In summary, according to the model estimates, the main longer-term consequence from the pandemic period is a reduction in potential output, but the imprint on r-star appears to be relatively modest. Importantly, there is no evidence that the era of very low natural rates of interest has ended.
The Future of R-star?
These estimates indicate that r-star today is about where it was before the pandemic. But where is it headed in the future? Of course, this is impossible to know with any certainty.
One way to gauge how forecasters perceive the future of r-star is to use forecast data to estimate it. Figure 5 shows the HLW-based estimates of r-star in the U.S. through the end of 2024. It uses published data in the first quarter of 2023. The May 2023 Blue Chip forecasts for inflation, GDP, and interest rates are used as proxies for data from the second quarter of 2023 through the fourth quarter of 2024.

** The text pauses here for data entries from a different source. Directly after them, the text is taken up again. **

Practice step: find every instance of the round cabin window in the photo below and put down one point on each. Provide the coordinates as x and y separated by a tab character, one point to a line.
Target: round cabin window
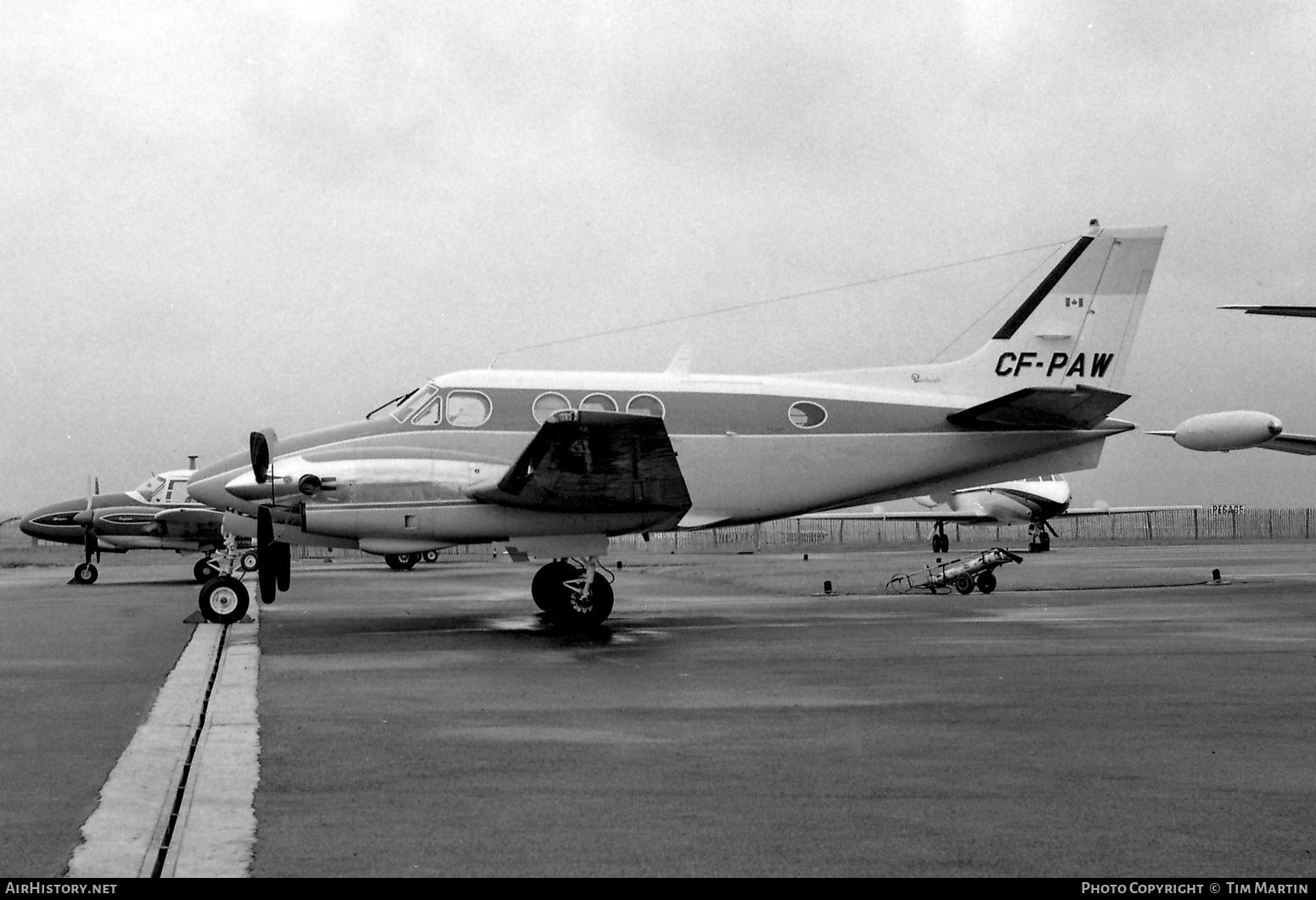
807	414
547	404
600	402
469	408
646	404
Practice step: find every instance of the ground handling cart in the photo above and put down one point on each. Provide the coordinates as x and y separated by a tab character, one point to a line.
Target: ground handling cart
961	574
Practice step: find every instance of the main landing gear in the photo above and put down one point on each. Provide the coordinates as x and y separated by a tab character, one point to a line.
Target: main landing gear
86	572
402	562
571	593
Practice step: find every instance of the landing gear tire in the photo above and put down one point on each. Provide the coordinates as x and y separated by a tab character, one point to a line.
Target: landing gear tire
402	562
549	590
203	571
224	600
554	595
596	610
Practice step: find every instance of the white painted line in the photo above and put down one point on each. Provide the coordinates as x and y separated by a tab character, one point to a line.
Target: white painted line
122	835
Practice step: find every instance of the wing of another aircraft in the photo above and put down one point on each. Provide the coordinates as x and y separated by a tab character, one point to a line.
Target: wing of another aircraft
965	517
189	521
593	461
1239	429
1273	309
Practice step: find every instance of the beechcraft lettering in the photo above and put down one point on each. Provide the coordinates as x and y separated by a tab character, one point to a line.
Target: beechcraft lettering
1011	363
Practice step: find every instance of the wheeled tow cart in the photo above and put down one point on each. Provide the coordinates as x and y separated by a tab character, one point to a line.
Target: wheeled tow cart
962	574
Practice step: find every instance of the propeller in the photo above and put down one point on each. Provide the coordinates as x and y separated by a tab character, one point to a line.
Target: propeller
87	519
275	555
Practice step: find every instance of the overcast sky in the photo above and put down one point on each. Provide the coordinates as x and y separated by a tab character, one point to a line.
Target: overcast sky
225	216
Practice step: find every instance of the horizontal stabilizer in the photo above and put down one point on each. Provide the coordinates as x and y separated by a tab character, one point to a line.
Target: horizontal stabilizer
1043	408
1274	309
591	461
191	516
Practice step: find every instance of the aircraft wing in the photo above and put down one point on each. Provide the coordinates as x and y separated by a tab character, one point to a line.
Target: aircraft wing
966	517
931	516
1273	309
1115	511
1301	444
1078	408
189	521
586	461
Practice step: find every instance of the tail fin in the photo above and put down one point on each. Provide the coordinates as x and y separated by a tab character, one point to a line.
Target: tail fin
1077	327
1074	329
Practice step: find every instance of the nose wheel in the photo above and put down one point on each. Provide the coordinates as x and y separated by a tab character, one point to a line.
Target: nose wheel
224	600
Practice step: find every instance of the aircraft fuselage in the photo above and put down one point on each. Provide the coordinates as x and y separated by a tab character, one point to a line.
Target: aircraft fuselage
749	449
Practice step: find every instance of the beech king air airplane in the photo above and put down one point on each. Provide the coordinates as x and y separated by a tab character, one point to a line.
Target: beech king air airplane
1241	429
552	464
157	515
1032	500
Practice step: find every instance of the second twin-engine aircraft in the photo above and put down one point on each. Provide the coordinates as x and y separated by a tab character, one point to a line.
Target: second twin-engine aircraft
552	464
1033	502
157	515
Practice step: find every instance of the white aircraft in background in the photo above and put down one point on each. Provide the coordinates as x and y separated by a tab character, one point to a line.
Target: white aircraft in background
552	464
1242	429
1032	500
157	515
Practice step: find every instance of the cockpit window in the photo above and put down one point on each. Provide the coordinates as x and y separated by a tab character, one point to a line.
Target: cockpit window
415	402
149	488
430	414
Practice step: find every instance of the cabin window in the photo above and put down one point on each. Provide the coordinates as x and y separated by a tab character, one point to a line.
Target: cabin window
807	414
468	408
547	404
430	414
646	404
600	402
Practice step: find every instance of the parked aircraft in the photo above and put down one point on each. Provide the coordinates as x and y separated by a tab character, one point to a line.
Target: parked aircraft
157	515
550	464
1033	500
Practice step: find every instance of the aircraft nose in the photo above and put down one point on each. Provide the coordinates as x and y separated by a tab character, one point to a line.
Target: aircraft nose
53	523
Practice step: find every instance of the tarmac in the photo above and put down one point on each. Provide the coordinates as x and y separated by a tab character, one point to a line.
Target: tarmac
1107	712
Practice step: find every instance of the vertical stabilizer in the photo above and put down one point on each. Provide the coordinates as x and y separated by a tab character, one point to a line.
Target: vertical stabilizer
1073	329
1077	325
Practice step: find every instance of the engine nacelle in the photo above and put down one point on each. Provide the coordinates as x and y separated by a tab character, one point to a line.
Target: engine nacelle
1223	432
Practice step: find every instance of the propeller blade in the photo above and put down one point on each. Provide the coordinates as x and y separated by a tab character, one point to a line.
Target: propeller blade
261	454
266	575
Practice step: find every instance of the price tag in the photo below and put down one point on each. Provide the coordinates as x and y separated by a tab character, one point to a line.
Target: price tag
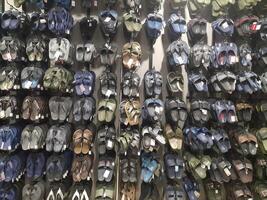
248	57
58	54
180	60
106	174
152	142
130	62
42	21
73	3
108	93
227	171
109	144
107	19
8	55
82	88
253	27
2	114
225	25
204	111
233	118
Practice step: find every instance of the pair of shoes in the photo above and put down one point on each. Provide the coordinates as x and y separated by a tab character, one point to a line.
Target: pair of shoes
104	191
60	50
58	166
149	167
9	107
130	112
12	20
153	110
130	84
105	169
60	21
35	165
87	26
80	192
83	139
106	139
128	170
60	107
86	52
152	138
58	78
58	138
34	108
10	191
176	26
129	141
132	24
9	77
153	81
37	21
31	77
108	20
12	49
56	191
33	136
131	55
10	137
84	109
36	48
12	167
84	83
154	26
34	191
81	167
108	84
197	30
106	110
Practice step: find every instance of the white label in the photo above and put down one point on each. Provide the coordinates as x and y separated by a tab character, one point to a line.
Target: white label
258	27
107	19
225	25
58	54
106	174
152	142
233	118
28	84
42	21
204	111
108	93
180	60
9	58
248	57
227	171
130	62
109	144
82	88
73	3
2	114
233	59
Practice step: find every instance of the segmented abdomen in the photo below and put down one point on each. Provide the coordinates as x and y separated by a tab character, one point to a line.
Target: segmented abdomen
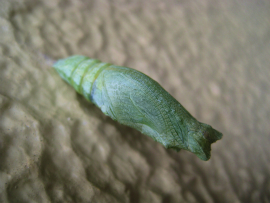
81	72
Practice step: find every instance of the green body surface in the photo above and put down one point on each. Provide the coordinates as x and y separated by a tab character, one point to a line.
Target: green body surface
133	99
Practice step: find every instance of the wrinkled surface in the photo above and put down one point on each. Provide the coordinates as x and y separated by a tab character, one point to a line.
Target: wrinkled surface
212	56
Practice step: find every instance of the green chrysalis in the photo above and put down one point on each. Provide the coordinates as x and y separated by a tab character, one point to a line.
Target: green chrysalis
134	99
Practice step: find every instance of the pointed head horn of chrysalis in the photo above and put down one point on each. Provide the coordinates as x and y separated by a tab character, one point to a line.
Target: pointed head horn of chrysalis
200	138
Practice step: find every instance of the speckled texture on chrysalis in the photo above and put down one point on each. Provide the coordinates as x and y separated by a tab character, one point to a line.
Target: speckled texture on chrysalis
134	99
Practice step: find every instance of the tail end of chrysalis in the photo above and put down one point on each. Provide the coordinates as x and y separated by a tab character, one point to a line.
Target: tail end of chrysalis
66	66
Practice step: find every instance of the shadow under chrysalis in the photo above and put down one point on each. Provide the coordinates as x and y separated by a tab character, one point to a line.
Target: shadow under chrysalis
134	99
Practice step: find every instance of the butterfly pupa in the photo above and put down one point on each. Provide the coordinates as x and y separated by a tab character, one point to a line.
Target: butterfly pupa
134	99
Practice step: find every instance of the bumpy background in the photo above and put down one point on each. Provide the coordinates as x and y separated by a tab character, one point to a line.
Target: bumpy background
212	55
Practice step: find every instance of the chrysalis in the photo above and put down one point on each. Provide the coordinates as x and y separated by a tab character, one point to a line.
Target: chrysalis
134	99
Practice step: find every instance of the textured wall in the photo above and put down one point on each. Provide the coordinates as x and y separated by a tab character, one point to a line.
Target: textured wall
212	56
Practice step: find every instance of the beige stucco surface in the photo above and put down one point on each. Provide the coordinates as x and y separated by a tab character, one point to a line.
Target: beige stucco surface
212	56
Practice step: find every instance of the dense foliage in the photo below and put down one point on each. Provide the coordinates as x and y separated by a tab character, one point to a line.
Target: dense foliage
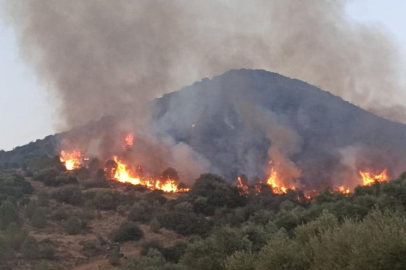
218	226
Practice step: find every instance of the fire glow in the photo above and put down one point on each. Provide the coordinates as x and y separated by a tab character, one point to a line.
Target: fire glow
274	182
129	141
124	175
71	160
121	172
369	178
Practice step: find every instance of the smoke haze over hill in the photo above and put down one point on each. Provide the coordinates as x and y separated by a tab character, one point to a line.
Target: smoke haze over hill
108	57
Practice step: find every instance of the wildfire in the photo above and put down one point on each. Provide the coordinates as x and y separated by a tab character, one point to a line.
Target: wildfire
244	188
71	160
129	141
343	190
369	178
124	175
273	182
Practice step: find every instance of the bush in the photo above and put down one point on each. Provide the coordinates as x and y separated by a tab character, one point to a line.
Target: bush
15	236
69	194
47	252
128	231
60	214
185	223
44	265
154	226
90	248
30	209
241	260
282	253
174	253
73	225
6	253
114	258
47	176
12	184
154	244
211	253
30	248
8	214
43	198
39	218
104	200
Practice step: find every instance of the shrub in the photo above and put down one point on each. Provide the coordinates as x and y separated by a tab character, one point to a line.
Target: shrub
8	214
30	248
60	214
184	207
155	226
282	253
12	184
128	231
211	253
43	265
114	258
73	225
104	200
30	208
15	236
47	252
185	223
47	176
121	209
154	244
241	260
90	248
6	253
43	198
39	218
174	253
69	194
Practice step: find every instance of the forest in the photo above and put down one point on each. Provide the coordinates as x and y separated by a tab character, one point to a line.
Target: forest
214	226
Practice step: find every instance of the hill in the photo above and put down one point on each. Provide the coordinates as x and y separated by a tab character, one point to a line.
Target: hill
234	119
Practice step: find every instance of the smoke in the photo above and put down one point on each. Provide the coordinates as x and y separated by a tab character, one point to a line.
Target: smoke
103	57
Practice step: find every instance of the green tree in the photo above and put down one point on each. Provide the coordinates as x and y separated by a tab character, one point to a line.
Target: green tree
155	226
128	231
15	236
73	225
43	265
8	214
30	248
39	218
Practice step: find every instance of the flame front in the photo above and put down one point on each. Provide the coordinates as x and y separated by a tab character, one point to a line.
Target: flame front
243	188
129	141
124	175
273	182
71	160
369	178
343	190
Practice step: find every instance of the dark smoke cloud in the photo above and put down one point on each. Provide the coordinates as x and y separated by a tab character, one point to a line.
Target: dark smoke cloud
104	57
101	57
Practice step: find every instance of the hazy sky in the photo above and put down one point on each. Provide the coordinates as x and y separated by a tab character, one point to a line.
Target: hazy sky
27	112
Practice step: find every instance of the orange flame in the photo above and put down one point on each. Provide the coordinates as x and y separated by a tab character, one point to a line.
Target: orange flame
71	160
243	188
129	141
343	190
369	178
273	182
123	174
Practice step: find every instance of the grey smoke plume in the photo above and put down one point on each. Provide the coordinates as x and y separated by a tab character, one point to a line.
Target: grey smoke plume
104	57
101	57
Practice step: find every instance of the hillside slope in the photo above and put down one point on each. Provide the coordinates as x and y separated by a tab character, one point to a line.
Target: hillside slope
221	118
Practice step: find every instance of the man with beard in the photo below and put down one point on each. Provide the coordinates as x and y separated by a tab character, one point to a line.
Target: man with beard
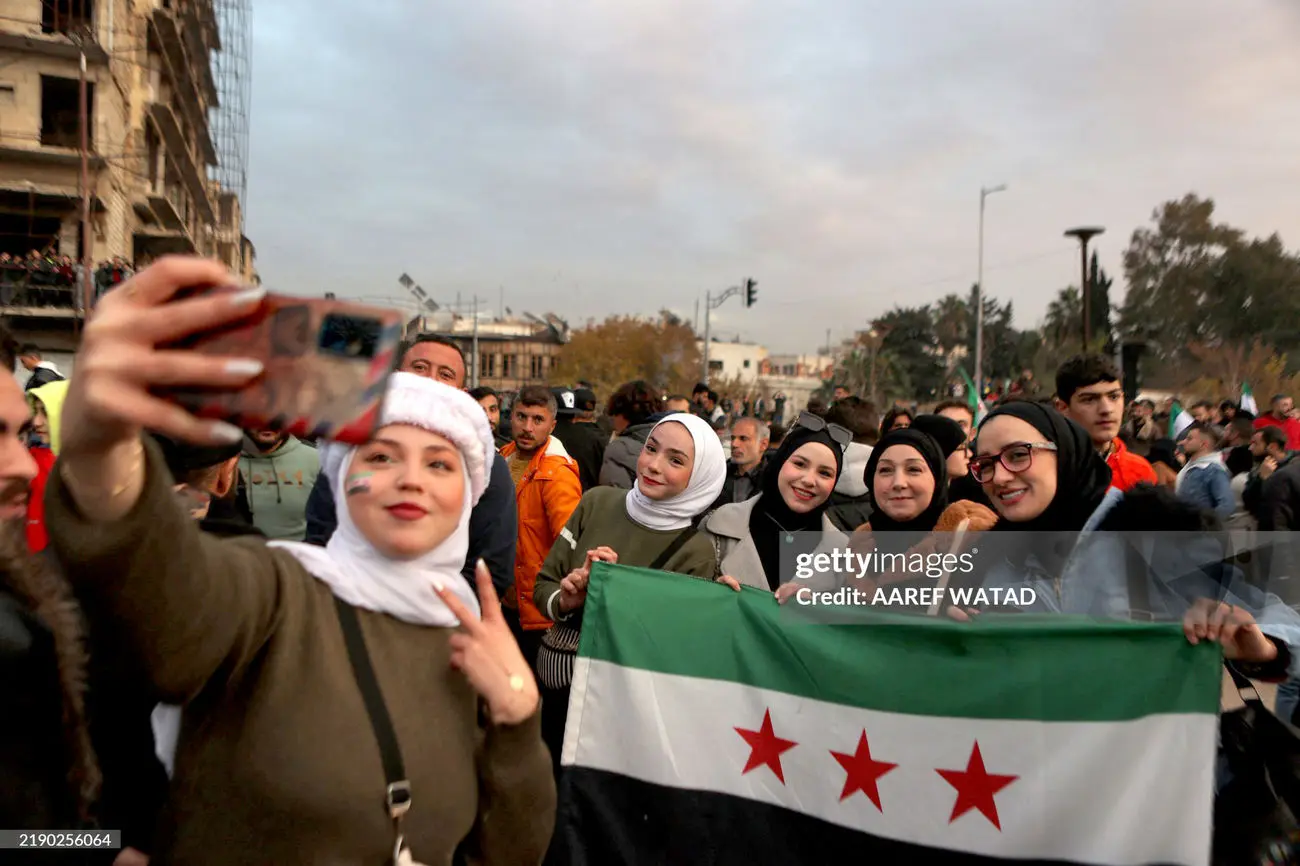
492	523
546	492
278	473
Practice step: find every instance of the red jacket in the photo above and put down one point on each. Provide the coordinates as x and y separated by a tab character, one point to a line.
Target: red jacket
37	538
1288	424
1127	470
546	498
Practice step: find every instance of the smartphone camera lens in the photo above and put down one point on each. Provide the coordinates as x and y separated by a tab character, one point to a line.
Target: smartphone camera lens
350	337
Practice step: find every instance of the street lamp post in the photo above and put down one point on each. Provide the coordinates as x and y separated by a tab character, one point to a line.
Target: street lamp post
979	293
1084	234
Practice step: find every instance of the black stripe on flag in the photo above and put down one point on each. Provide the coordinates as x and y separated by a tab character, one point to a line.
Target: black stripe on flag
610	819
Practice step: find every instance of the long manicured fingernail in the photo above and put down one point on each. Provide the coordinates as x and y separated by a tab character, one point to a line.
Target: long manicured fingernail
225	432
246	297
245	367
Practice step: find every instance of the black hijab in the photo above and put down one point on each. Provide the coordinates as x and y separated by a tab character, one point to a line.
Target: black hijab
771	515
1083	476
950	437
945	432
893	536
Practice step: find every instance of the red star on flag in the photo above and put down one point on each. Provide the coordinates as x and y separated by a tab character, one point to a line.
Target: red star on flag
766	748
975	788
863	773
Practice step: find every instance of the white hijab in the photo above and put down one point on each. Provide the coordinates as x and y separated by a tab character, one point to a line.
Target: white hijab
359	574
707	475
352	568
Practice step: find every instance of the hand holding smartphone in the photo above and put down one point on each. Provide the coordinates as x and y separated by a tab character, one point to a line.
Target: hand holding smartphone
325	364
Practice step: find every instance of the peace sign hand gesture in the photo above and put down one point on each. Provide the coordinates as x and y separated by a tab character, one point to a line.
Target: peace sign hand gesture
486	653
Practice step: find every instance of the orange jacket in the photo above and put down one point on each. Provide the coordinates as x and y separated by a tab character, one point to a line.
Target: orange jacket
545	499
1127	470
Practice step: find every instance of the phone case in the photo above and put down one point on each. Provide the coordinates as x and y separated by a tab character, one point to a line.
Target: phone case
326	368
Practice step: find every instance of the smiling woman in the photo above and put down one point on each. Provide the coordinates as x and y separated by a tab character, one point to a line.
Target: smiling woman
277	652
680	472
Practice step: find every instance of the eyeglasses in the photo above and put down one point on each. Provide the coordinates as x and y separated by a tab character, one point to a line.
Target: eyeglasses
1015	458
841	436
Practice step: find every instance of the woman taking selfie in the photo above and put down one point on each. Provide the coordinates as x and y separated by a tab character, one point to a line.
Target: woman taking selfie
341	704
680	472
1052	489
793	493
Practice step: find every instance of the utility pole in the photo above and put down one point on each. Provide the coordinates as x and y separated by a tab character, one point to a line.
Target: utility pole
746	290
979	294
473	379
83	122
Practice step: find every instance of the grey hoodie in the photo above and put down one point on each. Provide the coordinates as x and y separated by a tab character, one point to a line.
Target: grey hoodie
277	485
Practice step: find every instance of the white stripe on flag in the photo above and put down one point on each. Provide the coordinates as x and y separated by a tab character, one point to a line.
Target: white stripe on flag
1117	793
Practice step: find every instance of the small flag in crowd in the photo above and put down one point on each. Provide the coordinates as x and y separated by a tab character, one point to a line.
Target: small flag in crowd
715	727
1248	399
973	398
1178	420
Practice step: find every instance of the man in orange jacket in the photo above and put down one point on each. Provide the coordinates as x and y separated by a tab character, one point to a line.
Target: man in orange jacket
1091	394
546	492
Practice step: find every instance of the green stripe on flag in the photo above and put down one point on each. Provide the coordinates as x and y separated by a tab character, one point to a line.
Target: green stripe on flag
1018	666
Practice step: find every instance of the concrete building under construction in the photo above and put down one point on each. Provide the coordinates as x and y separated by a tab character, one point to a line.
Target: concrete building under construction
116	99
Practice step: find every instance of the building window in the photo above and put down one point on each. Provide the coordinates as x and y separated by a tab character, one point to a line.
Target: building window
69	17
60	112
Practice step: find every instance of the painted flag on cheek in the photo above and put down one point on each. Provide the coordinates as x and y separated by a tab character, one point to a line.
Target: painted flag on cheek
715	727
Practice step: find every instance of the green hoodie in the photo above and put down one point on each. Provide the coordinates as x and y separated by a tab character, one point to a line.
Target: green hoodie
277	484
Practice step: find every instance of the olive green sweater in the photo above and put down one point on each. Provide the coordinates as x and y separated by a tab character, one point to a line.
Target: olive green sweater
602	519
277	761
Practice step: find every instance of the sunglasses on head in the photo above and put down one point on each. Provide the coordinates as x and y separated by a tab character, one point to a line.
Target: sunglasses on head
841	436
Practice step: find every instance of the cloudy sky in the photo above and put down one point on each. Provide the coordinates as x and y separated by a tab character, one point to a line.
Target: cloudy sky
593	156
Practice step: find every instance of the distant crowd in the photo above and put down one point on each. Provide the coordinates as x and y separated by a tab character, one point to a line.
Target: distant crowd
46	278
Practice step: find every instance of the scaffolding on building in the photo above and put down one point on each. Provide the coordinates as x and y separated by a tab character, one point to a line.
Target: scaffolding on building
233	66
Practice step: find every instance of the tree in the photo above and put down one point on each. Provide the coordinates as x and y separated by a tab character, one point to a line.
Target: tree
909	337
1064	323
1099	307
1170	273
954	324
623	349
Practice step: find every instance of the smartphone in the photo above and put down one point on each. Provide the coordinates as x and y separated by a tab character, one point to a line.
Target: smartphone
326	367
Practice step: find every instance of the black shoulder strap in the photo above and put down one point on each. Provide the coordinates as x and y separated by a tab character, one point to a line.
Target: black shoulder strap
674	546
394	770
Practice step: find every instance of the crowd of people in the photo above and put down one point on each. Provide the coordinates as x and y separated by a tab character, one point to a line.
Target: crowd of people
47	278
241	646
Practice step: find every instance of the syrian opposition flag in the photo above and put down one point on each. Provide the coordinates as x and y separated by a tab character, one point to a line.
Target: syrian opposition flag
715	727
1248	399
1178	420
973	398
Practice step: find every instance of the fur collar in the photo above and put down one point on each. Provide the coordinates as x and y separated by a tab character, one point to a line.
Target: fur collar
37	583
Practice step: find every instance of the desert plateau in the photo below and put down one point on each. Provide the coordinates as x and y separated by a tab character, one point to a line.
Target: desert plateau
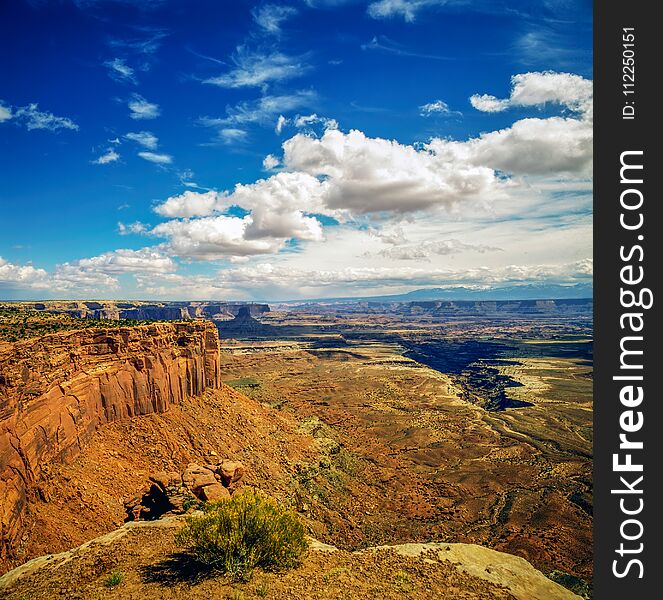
410	426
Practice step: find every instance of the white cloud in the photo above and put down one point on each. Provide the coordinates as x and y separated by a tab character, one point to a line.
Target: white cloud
488	103
32	118
439	106
424	251
538	88
142	109
231	135
529	147
256	69
145	260
160	159
308	120
270	162
213	238
5	112
132	228
280	124
144	138
190	204
407	9
287	282
262	111
109	157
22	275
372	175
270	16
278	206
119	70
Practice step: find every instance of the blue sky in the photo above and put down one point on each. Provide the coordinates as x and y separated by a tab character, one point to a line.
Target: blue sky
271	150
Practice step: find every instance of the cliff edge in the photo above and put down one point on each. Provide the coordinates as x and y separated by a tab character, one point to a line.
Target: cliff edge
57	390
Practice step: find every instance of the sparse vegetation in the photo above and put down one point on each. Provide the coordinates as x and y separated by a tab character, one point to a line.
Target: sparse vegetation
571	582
243	382
114	579
262	589
247	531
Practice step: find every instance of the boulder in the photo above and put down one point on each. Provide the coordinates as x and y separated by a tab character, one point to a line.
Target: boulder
166	479
230	471
214	491
196	477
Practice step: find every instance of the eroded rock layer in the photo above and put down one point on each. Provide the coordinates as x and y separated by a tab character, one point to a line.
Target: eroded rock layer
57	390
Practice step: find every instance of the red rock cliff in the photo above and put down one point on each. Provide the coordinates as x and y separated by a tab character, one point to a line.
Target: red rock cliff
57	390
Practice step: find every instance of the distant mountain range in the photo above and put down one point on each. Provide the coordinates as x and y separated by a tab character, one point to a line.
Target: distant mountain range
515	292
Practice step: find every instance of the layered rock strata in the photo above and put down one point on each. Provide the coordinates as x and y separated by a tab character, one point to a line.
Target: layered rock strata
56	391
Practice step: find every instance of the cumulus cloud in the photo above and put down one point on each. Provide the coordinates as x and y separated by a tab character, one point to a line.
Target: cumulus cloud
283	279
258	69
144	138
190	204
424	251
231	135
22	275
132	228
270	162
406	9
32	118
270	16
145	260
119	70
439	106
142	109
538	88
88	275
278	209
159	159
280	124
541	147
212	238
5	112
365	175
108	157
262	111
381	184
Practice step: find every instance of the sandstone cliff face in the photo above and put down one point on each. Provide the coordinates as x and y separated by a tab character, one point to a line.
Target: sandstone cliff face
57	390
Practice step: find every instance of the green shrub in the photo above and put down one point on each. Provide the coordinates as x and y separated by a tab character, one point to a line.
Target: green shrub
115	578
246	531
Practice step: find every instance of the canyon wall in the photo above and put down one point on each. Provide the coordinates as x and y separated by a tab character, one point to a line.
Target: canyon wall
160	311
55	391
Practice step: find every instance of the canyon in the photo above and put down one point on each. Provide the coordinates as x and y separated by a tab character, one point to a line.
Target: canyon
56	391
378	425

The resulting estimate of r-star is about ½ percent in the first quarter of 2023, and subsequently falls to slightly below zero. Evidently, the value of r-star implied by private forecasts is, if anything, even lower than today's estimate. Time will tell whether this turns out to be the case.
No One Right Answer
Let me conclude by sharing something I learned from Thomas and hold dear. It's actually hidden in the last line of the abstract from our first published paper. It says: "Estimates of the natural rate of interest, however, are very imprecise and subject to real-time measurement error."14
To some, that may sound like a negative statement. But it's also what makes empirical research so exciting and challenging. There is no one right answer and no single way to view the world. Empirical research is a process of continuous learning and adaptation—fueled by perseverance. People come up with different approaches, and we learn from all of them.
So, while we started with the problem of how to estimate r-star, it didn't end with that first Board memo. Rather, it opened the door to new questions, which led to further challenges and even more research. This is the legacy of Thomas Laubach, and it's what brings us all together today.